What did you do before becoming an entrepreneur? What inspired you to switch?

I was finishing my PhD in neurophysiology in Munich a few years ago when a major Silicon Valley VC fund contacted me for help in understanding the neurotech and AI landscape.

My dream was always to become a postdoctoral fellow in a major neurobiology lab. Thankfully, I pursued it and applied to Reid Hoffman's Entrepreneur First accelerator in London, which helped me find equally stellar academics, ready to reach their full potential as deep tech CEOs and CTOs. I found an extremely supportive network of investors, advisors and corporate leads, that were all working together to bring the best scientific findings to the industry.

I feel relieved knowing that there is a new generation of highly skilled technical people behind the new disruptive companies paving the way to innovation in this decade and the next. This will push a more competency-driven meritocracy within our society, which can hopefully steer us toward providing solutions to major challenges such as pandemics and climate change. Since then, I definitely knew that I wanted to become a CEO, and not a professor. I absolutely love what I do and could not be more excited for the future!

How has your experience been as a female entrepreneur?

Amazing! The majority of people I have worked with have been very helpful and supportive, especially here in the UAE.

The new regulation that was announced earlier this month that requires all UAE-listed companies to have at least one female on the board is very forward-thinking and I hope to see other countries follow. I strongly believe that talent, vision and the ability to put in hard work, as well as high-quality effort, are the main criteria I look for when hiring new team members, regardless of gender, race and or origin. I expect people to hold me to the same standards.

What is your best personality attribute that contributes to your success as a founder?

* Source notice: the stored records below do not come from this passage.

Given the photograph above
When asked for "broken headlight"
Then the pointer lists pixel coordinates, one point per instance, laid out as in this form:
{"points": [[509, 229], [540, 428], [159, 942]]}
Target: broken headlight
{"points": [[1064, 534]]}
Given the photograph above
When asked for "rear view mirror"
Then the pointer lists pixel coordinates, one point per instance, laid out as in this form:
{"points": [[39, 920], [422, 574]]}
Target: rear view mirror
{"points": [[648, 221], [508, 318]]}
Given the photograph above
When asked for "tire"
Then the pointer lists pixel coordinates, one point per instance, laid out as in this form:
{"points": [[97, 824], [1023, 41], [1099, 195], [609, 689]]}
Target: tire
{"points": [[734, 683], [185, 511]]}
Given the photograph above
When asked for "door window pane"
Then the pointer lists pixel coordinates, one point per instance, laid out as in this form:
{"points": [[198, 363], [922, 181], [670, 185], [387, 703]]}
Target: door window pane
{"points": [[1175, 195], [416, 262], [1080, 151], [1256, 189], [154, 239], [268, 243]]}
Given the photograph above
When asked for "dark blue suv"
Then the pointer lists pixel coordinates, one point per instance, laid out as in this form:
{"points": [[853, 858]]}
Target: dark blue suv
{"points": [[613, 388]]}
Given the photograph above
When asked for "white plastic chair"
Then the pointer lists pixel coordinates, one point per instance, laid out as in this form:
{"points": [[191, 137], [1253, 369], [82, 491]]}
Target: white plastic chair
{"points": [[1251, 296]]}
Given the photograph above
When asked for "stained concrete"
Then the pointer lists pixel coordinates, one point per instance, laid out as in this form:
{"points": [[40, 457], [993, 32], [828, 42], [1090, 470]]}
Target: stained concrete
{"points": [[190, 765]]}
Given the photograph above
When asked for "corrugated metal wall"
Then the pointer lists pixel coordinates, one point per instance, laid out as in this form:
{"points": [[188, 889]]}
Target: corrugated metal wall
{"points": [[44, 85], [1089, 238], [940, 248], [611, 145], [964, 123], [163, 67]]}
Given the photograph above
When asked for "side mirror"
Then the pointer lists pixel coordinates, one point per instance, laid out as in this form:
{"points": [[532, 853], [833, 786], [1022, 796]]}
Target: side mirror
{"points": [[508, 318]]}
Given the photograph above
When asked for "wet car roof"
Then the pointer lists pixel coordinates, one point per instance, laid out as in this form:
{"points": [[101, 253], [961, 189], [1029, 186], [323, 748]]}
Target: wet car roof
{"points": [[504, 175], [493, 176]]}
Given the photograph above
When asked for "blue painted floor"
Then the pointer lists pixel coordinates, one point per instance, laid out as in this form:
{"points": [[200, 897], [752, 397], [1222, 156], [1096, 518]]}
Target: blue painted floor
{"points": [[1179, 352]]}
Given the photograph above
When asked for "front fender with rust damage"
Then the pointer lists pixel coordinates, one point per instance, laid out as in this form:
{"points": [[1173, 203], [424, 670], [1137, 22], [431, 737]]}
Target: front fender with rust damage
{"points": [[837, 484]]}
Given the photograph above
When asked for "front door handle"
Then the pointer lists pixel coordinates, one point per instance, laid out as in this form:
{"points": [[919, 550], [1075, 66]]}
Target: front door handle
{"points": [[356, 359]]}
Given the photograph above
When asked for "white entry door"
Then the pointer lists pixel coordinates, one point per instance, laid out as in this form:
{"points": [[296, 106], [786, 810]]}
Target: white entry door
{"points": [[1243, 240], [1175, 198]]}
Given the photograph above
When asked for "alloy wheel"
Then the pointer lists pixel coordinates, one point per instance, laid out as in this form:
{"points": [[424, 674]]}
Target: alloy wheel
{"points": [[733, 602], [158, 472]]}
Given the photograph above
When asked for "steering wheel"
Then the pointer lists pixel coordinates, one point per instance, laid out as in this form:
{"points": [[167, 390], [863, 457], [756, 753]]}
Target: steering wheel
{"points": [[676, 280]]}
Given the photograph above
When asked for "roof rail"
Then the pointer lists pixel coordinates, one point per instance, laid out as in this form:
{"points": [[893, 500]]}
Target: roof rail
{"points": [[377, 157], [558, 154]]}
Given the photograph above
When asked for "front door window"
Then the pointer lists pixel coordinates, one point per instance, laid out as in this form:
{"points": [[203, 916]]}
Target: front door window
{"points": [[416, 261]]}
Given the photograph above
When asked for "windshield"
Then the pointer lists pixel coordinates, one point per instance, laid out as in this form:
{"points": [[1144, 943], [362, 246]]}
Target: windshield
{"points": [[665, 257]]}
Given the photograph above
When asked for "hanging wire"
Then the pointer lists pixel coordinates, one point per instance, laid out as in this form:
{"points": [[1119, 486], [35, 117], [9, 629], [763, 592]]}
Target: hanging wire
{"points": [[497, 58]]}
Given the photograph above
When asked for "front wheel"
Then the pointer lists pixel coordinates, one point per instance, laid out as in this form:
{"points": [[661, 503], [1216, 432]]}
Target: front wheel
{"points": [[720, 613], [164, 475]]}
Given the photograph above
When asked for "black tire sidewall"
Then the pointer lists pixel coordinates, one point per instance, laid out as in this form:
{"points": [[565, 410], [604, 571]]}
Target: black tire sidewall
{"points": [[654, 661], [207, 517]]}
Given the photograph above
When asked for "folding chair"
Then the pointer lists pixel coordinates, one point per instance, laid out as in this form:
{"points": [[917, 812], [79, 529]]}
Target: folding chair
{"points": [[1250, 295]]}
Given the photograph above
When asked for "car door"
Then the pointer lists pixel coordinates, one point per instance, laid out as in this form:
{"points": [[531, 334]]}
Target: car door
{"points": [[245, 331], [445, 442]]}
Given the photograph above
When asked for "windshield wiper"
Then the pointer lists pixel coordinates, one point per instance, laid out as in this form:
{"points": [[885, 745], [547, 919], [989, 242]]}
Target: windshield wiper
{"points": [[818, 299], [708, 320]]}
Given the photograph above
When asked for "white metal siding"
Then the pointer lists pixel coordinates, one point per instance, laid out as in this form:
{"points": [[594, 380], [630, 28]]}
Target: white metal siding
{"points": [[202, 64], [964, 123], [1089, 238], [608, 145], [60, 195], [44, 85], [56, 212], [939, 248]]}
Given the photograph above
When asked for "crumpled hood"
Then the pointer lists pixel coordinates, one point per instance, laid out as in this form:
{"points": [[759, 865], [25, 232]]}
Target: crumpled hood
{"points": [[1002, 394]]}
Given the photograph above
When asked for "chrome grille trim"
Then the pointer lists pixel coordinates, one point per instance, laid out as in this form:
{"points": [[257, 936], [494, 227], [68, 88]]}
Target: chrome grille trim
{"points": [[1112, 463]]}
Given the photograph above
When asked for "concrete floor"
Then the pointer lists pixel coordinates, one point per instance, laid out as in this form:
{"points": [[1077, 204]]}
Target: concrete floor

Resilience. It is just as important as competence, especially when combined with continuous learning, compassion and modesty. Some of the most successful founders I know have been rejected by more than 70 investors before securing their first round of funding. They never stopped taking on feedback.

Improving based on that feedback helps build a product that the market really needs. Sometimes, and especially since working remotely, intellectual and emotional resilience needs to come with the ability to work long hours and keep physically fit while doing so. And so in short, it’s important for a founder to hold these characteristics.

What does it take to be a strong and successful entrepreneur?

Tech entrepreneurs are not just innovators, they are disruptors. The very successful ones always addressed major challenges that not only existed for decades, but posed an existential threat.

A great example is Elon Musk. His approach seems quite unique, and I hope that our future generations mirror his perspective and bring similar qualities in talent and competence to the startup world, in addition to their corporate and investor networks.

In your opinion, how can we encourage more women to become entrepreneurs?

I would start with education that drives excellence, which is especially important for developing technical skills like programming among women. But I would also add that women and their competences should be held to the same standard as men.

At neurobotx, we are trying to build networks where we combine technical and corporate training at a very early stage. Once colleagues prove to be competent through exams and internships, it makes sense to complement that education with training on how to be professional, resilient, and other relevant courses such as project management, leadership and communication skills.

As long as everyone stays professional, competence should naturally create gender balance within startups, corporations, and investment boards. I welcome women from around the globe to join our platform today.